I would also make a small suggestion, which is that there is really no need to emphasize the fact that it's hand-written or without React or etc. While I suppose a small segment of users do truly care that you didn't use React, I think the primary consideration for most users will be how the app works. I would suggest mentioning how your technical decisions affect the user experience: is the performance better - and if so, can you quantify that?
So the problems I was thinking about were collaboration and content management between teams. But I also wanted it to work really well as a private personal tool. So in a way it's two tools in one. You can enjoy it solo, and then the hope is you've found something you like and now you can bring a team into it
Re the tech framing, I mostly mentioned it because I figured HN would find it interesting since it's the less taken path. Apologies if it came across as unrelated to the product.
As for the tech framing - I imagine you'll get lots of responses on that, and I'm sure it works for some people. Speaking personally, I think it irks me in particular because I feel that "React is slow" isn't really true -- but hey, we can sidestep that whole argument if you just tell me that your app loads a 100GB text file in 0.1ms or whatever :)

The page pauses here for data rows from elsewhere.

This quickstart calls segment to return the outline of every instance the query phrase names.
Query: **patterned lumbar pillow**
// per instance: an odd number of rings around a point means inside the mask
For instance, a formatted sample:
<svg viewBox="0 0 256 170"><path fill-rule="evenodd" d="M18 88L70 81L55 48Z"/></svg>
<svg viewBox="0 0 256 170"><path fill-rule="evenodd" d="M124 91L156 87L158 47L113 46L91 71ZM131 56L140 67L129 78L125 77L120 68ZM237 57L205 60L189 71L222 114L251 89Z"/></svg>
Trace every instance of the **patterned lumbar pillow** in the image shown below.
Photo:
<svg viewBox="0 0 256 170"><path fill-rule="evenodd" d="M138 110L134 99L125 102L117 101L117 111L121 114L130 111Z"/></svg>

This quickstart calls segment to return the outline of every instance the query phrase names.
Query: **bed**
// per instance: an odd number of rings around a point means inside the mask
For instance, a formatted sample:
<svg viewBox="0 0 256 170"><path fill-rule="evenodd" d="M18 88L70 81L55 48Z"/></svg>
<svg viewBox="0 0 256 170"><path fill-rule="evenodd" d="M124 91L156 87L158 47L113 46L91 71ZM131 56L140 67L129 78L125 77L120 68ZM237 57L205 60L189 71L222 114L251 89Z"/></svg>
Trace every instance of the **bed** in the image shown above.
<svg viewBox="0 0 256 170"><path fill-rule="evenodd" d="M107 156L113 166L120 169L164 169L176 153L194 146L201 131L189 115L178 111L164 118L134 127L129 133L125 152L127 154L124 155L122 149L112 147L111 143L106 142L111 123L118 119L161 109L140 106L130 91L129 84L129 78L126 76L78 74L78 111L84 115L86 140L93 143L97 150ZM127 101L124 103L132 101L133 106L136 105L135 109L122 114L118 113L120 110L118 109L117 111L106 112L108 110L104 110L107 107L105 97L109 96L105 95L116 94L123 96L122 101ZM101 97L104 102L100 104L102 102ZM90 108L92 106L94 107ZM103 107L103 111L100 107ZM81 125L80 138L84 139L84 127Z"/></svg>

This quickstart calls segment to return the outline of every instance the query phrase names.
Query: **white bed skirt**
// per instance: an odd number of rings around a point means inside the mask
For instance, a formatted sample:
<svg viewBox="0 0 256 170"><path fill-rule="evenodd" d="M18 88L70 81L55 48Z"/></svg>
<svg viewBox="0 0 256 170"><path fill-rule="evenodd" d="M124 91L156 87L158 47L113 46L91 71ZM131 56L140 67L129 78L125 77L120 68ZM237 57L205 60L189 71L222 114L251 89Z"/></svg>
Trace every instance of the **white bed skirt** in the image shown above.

On the React thing, I never said React is slow! I think it's great for a lot of things. I just chose a different path because I wanted to understand every part of the main product stack. I didn't use OT or CDRT for the same reason... :|
(AKA: I'm not sure it's a good idea to use someone else's long-standing well-known brand in the digital space as name for your own digital space project)
;-) love the Office Space references
- flickering
- keyboard appears on readonly document
- can select info text that should not be user selectable
- menu items melt into each other
- can‘t summon keyboard on editable content
- grabbing elements in a document and pulling them up leads to page refresh
- I saw a styling menu pop up once: No idea how I got that.
I am sorry but this is unusable and an awful experience on my iPhone.
https://imgur.com/a/GeErjTa
- manage subscription page broken?
Absolutely nothing here works, besides the anonymous login.
Mobile isn't supported yet. Sorry about the bad experience though, I should probably add a more visible warning for mobile visitors.